An n-gram of size 1 is a "unigram"; size 2 is a "bigram" (or, more etymologically sound but less commonly used, a "digram"); size 3 is a "trigram"; and size 4 or more is simply called an "n-gram" or "(n − 1)-order Markov model".

n-grams in a Speech Recognition context are usually used to describe word sequences and are used in the creation of Language Models

Acoustic Models, on the other hand, use phonemes (also called 'phones')  A single phone is a monophone, and a series of 3 phones is called a triphone.   In the CMU dictionary, which has close to 130,000 word pronunciations, there are only 43 phones, but there are close to 6000 triphones.
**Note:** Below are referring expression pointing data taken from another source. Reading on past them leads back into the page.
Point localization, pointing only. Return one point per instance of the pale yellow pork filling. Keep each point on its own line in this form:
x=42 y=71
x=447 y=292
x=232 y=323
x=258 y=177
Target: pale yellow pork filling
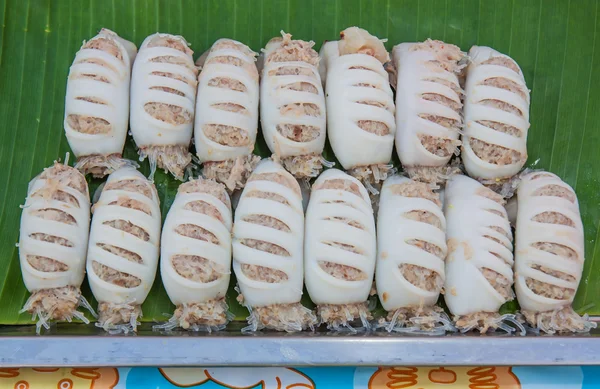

As set out in Step 9 of the Voxforge tutorial, a triphone declaration is in the form "L-X+R".   The "L" phone  (i.e. the left-hand phone) is the phone that precedes the "X" phone and the "R" phone (i.e. the right-hand phone) is the one that follows it. 

Below is an example of a monophone declaration and a triphone declaration of the word "TRANSLATE" (the first line shows the "monophone" declaration, and the second line shows the "triphone" declaration):

TRANSLATE [TRANSLATE] t r @ n s l e t
TRANSLATE [TRANSLATE] t+r t-r+@ r-@+n @-n+s n-s+l s-l+e l-e+t e-t

Using a triphone based Acoustic Model improves the level of recognition accuracy.  With monophone Acoustic Models, we are not looking at the 'context' of the monophone.  The SRE is trying to match the sound that it has heard to a single phone - a  single sound.

With a triphone acoustic model, we are essentially looking for a monophone in the "context" other monophones - i.e. the one immediately before and the one immediately after (if they exist - it may be the beginning or end of the word).  This greatly improves recognition accuracy, because the SRE is looking to match a specific sequence of 3 sounds together (a triphone), rather than only one sound.  This is like using a 3 word Google search rather than a single word Google search - you get more accurate results.  Triphones reduce the possibility of error caused by confusing one sound with another, because we are now looking for a distinct sequence of 3 sounds. 


--- (Edited on 2/21/2007 1:56 pm [GMT-0500] by kmaclean) ---

Re: Single gram representation.
User: DooGood
Date: 2/21/2007 1:44 pm
Views: 2910
Rating: 14

Forgive me... a mix up in my vocabulary there!  What I meant was, why can't we just use monophones to deduce each word, which was answered.  I guess  I understand the reason for having the bi and triphones, but it just seems redundant.   Accuracy is everything in speech recognition though, and I suppose accuracy at the cost of redundancy is well worth it.


Thanks for the quick reply.   I am sure I will have more questions coming soon. 

--- (Edited on 2/21/2007 1:44 pm [GMT-0600] by DooGood) ---